Data Science Asked on May 2, 2021
Looking to build a response model (click or no click) on marketing data which displays varying number of offers to a person. I don’t want to model which offer they click but do they click any of the offers presented to them. My issue is how to deal with the differing number and types of offers?
Example data could be one table of id’s:
id clicked
001 1
002 0
003 1
And varying number of offers per id:
id discount_rate on_amt
001 0.05 100
001 0.10 500
002 0.03 50
003 0.05 100
003 0.10 300
003 0.15 500
Do I create features from the offer data set such as average discount_rate, max on_amt etc.? Or create a very large binary sparse matrix of binned offer types such as rate_5-10_amt_0-50 1/0 and rate_5-10_amt_50-100 1/0 …?

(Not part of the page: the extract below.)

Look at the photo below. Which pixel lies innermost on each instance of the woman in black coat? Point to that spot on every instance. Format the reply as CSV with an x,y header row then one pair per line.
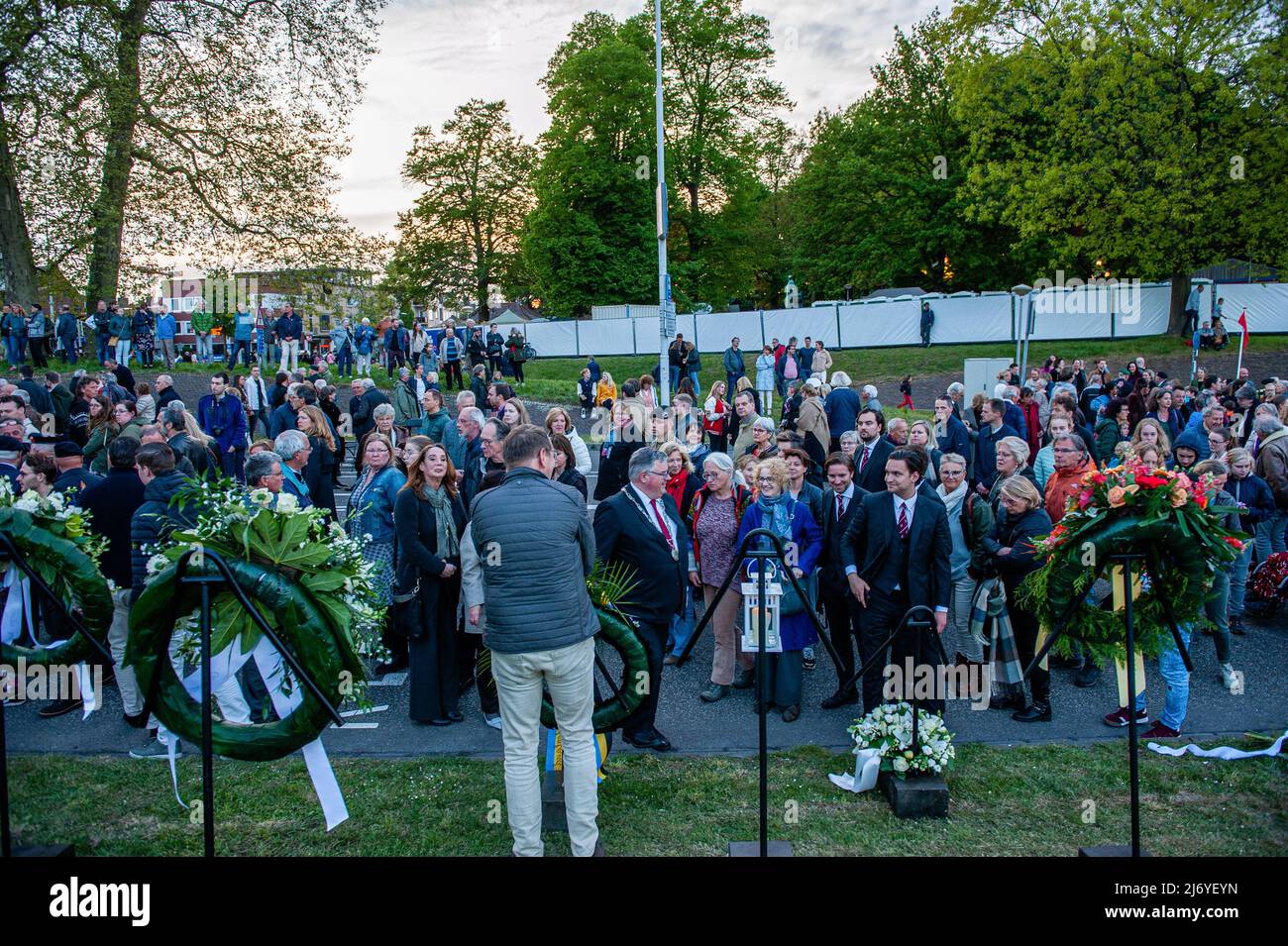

Or is there a good model that handles variable data like this?
You need to create a tidy version of the data with the on_amt
and discount_rat
encoded as a categorical variable (e.g., one-hot encoded). If they are continuous, they need to binned into categorical variables then encoded.
Answered by Brian Spiering on May 2, 2021
Our team uses ‘featuretools’’s deep feature synthesis for exactly this scenario. In this way you can capture much more signal via various aggregations per feature (mean, most_recent, mode etc.)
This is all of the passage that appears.